Maximizing waveguide integration density with multi-plane photonics

TL;DR

This paper introduces a 3D photonic routing architecture using multi-plane amorphous silicon waveguides, demonstrating low-loss crossings and high-quality resonators, advancing dense photonic integration for various applications.

Contribution

The work presents the first experimental demonstration of a multi-plane photonic routing architecture with low-loss crossings and phase velocity mapping to reduce crosstalk.

Findings

<3×10^{-4} dB loss per waveguide crossing

0.05 dB per interplane coupler

Resonators with Q factors up to 8.2×10^4

Abstract

We propose and experimentally demonstrate a photonic routing architecture that can efficiently utilize the space of multi-plane (3D) photonic integration.
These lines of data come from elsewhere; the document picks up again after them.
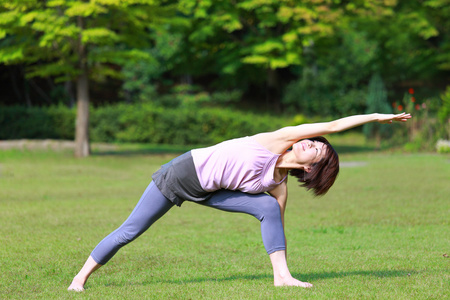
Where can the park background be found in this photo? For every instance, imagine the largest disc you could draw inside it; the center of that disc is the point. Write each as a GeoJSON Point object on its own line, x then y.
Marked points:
{"type": "Point", "coordinates": [135, 82]}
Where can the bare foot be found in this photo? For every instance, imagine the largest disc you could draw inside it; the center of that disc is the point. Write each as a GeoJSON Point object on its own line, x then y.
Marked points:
{"type": "Point", "coordinates": [290, 281]}
{"type": "Point", "coordinates": [76, 285]}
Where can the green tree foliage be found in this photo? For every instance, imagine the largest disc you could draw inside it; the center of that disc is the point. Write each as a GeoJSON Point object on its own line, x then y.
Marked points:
{"type": "Point", "coordinates": [243, 40]}
{"type": "Point", "coordinates": [78, 40]}
{"type": "Point", "coordinates": [377, 103]}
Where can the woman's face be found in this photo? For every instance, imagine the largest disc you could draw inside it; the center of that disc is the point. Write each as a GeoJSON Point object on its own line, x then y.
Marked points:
{"type": "Point", "coordinates": [308, 152]}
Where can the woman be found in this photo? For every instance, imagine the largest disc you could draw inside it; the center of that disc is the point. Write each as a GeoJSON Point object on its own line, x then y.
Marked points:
{"type": "Point", "coordinates": [234, 176]}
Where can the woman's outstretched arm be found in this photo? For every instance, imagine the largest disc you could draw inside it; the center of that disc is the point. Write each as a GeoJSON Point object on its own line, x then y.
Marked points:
{"type": "Point", "coordinates": [280, 140]}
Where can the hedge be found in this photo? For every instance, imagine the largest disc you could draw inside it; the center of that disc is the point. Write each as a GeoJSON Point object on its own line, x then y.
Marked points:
{"type": "Point", "coordinates": [142, 123]}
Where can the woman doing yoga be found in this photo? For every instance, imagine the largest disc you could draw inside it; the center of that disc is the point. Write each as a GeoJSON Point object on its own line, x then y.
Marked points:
{"type": "Point", "coordinates": [234, 176]}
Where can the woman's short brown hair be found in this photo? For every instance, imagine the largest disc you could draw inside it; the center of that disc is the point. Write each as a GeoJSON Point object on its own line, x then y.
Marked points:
{"type": "Point", "coordinates": [323, 173]}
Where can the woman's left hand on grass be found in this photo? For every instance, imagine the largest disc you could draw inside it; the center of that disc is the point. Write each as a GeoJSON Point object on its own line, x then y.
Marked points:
{"type": "Point", "coordinates": [388, 119]}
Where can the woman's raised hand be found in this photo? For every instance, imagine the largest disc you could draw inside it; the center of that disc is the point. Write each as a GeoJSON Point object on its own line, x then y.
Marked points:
{"type": "Point", "coordinates": [389, 118]}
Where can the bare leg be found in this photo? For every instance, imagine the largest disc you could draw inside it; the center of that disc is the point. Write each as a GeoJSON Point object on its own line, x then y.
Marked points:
{"type": "Point", "coordinates": [281, 274]}
{"type": "Point", "coordinates": [80, 279]}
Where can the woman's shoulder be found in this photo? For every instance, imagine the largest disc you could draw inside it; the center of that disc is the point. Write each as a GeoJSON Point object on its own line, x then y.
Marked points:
{"type": "Point", "coordinates": [273, 141]}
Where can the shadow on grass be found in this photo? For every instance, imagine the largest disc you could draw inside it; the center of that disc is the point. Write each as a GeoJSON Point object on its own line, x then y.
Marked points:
{"type": "Point", "coordinates": [309, 277]}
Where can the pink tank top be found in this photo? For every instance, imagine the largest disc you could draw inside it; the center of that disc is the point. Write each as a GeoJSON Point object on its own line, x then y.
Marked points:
{"type": "Point", "coordinates": [238, 164]}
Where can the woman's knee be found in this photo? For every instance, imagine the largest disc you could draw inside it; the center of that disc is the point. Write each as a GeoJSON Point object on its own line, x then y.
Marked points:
{"type": "Point", "coordinates": [270, 208]}
{"type": "Point", "coordinates": [126, 235]}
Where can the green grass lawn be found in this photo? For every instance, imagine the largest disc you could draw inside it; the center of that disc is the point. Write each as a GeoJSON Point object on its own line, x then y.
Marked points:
{"type": "Point", "coordinates": [380, 233]}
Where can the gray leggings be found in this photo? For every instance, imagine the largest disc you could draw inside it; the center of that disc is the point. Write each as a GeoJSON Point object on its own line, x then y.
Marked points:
{"type": "Point", "coordinates": [154, 205]}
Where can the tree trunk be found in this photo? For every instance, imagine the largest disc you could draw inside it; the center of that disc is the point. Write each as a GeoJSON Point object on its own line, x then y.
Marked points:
{"type": "Point", "coordinates": [82, 148]}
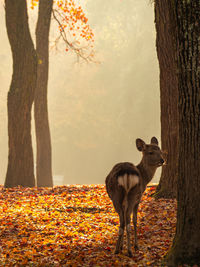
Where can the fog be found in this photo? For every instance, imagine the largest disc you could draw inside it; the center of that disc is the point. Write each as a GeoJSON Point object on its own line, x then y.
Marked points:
{"type": "Point", "coordinates": [96, 111]}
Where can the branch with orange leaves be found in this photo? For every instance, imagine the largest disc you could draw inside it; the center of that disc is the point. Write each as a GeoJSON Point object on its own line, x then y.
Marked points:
{"type": "Point", "coordinates": [73, 29]}
{"type": "Point", "coordinates": [85, 51]}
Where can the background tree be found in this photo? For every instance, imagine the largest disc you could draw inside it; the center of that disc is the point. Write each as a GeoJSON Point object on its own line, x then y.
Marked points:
{"type": "Point", "coordinates": [20, 96]}
{"type": "Point", "coordinates": [43, 139]}
{"type": "Point", "coordinates": [165, 44]}
{"type": "Point", "coordinates": [73, 29]}
{"type": "Point", "coordinates": [186, 244]}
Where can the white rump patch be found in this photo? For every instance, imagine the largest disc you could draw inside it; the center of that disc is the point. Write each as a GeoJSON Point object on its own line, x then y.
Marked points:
{"type": "Point", "coordinates": [128, 181]}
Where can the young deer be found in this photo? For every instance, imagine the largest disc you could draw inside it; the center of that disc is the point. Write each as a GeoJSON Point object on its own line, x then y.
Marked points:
{"type": "Point", "coordinates": [125, 185]}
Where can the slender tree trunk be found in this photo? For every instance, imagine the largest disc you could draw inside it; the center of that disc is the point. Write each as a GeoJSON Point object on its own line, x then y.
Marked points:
{"type": "Point", "coordinates": [165, 41]}
{"type": "Point", "coordinates": [43, 139]}
{"type": "Point", "coordinates": [20, 96]}
{"type": "Point", "coordinates": [186, 244]}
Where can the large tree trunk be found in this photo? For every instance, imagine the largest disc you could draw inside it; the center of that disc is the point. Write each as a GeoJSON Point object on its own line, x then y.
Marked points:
{"type": "Point", "coordinates": [165, 41]}
{"type": "Point", "coordinates": [43, 139]}
{"type": "Point", "coordinates": [20, 96]}
{"type": "Point", "coordinates": [186, 244]}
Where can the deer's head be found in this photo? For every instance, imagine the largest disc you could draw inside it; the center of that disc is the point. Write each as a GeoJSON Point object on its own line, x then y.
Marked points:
{"type": "Point", "coordinates": [152, 154]}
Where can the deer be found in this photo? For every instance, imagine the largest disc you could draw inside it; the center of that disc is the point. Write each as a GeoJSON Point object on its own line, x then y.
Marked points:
{"type": "Point", "coordinates": [125, 185]}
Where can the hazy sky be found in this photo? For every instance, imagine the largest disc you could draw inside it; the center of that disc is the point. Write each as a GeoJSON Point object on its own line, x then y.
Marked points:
{"type": "Point", "coordinates": [97, 111]}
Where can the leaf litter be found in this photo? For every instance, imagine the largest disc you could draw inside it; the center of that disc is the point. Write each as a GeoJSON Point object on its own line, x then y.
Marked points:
{"type": "Point", "coordinates": [76, 225]}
A wafer with three planes of amorphous silicon waveguides was fabricated and characterized, demonstrating $<3\times10^{-4}$ dB loss per out-of-plane waveguide crossing, $0.05 \pm 0.02 $ dB per interplane coupler, and microring resonators on three planes with a quality factors up to $8.2 \times 10^{4}$. We also explore a phase velocity mapping strategy to mitigate the crosstalk between co-propagating waveguides on different planes. These results expand the utility of 3D photonic integration for applications such as optical interconnects, neuromorphic computing and optical phased arrays.